A hospital has written off almost £70,000 from overseas patients who have not paid their bills over the past four years.
Despite chasing 61 people for payments, Kettering General Hospital (KGH) bosses had to write off £68,046 in debts since 2008-09, figures from a Freedom of Information request have revealed.
About two-thirds of overseas patients – 105 out of 155 – paid in full for their care in the period.
KGH chief executive Lorene Read said: “As the figures show many overseas people do in fact pay for this treatment but some do not.
“We do pursue our debts including – where appropriate – taking people to court.
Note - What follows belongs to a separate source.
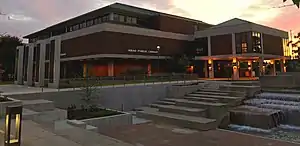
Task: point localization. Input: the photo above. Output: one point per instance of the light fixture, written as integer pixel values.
(13, 112)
“However clearly there are some cases – for example where a person returns home to their country – where it is not economic for us to pursue the debt.”
The figures show that £74,854 was paid to the hospital by visitors who are not entitled to free NHS treatments.
These usually include residents of non-EU countries who do not have mutual payment arrangements with the UK.
Ms Read added that overseas visitors not needing urgent treatment can be refused.
She said: “If a non-EU visitor comes for treatment at an NHS hospital like KGH we can refuse non-urgent treatment (for example a long-standing problem with a limb). But if the person comes as an emergency, or needs an urgent operation, we would treat them and then seek to recover the payment either at the time, or afterwards.”